= Peters Beach =

Peters Beach or Peter Beach is a former barrier island located on the Jersey Shore of the Atlantic Ocean in Atlantic County, New Jersey, United States. It is now a part of Brigantine Island.

==Geography==
Peter Beach is on the southwestern portion of Brigantine Island, adjacent to St. George's Thoroughfare. It forms a section of Brigantine City.

Formerly a separate island, it was described in 1834 as,

on the Atlantic ocean, Galloway t-ship, Gloucester co., at the mouth of Absecon Inlet, and between it and Quarter Inlet.

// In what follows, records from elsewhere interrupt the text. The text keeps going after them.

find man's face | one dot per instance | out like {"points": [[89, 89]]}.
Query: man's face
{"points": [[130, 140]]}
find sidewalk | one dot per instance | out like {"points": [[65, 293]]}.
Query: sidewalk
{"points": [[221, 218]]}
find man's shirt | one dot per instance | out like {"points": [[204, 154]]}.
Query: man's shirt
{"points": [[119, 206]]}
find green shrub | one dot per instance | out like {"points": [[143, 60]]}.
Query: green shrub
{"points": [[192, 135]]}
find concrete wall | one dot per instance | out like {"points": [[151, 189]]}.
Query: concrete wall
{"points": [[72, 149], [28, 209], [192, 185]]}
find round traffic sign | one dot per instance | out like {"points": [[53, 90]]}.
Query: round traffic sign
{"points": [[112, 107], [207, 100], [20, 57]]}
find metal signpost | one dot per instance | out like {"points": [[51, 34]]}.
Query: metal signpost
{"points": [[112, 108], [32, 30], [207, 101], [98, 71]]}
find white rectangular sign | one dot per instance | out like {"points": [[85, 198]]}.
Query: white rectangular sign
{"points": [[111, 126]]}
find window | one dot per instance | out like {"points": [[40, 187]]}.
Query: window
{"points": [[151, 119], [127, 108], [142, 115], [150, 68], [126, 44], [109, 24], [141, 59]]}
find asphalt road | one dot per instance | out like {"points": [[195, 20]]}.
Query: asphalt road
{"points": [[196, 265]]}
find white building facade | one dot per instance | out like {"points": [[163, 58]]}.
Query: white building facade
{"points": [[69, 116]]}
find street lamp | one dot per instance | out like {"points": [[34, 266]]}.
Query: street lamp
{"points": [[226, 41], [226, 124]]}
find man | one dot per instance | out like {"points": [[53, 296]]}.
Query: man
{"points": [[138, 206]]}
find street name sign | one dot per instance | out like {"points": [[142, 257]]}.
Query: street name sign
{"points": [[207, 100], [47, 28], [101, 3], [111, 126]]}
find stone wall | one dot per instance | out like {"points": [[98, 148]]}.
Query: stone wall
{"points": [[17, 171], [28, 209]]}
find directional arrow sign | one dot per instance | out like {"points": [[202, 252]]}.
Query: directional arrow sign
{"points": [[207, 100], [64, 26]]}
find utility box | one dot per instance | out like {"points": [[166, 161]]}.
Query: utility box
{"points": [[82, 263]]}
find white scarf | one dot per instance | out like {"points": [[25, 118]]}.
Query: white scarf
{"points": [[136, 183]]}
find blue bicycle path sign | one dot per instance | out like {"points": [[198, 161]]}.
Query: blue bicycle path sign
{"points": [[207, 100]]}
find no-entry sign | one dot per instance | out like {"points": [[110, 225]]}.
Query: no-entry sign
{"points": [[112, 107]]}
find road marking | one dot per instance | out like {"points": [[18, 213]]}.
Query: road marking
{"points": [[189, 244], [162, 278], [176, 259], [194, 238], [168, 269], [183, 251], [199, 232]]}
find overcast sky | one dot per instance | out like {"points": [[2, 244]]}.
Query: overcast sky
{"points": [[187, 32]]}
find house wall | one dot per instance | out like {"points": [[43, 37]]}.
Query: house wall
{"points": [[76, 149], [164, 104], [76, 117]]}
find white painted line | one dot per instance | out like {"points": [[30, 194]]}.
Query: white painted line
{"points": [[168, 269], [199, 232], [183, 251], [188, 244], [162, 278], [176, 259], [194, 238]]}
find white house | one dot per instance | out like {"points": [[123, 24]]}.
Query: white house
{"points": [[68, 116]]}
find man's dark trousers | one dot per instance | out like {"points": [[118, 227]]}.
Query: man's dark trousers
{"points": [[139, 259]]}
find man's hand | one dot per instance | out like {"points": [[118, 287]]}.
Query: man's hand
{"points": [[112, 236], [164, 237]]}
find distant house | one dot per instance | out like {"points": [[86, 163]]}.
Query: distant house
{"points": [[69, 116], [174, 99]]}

Although Peters Beach measured about 1.5 mi between inlets in 1828, by 1878 erosion had taken its toll, viz.,

Peters Beach is a small sandhill island, of only a few acres, lying inside of Brigantine Beach and near Absecon Inlet. Brigantine Beach has evidently made outside of it in the course of many years, and inclosed it, as Long Beach has more recently done with Short Beach.
In Gordon's map, 1828, Peters Beach is represented as lying between Quarter's Inlet and Absecon Inlet, and in a line with Brigantine and Absecon Beaches.

By 1904, Quarters Inlet had taken on an "S" shape, curving in front of Peters Beach and separating it from Brigantine Island. Now known as Quarter Channel, it no longer connected directly with the ocean, but with Absecon Inlet.
By 1940, Quarters Channel had closed up, completing the connection with Brigantine Island.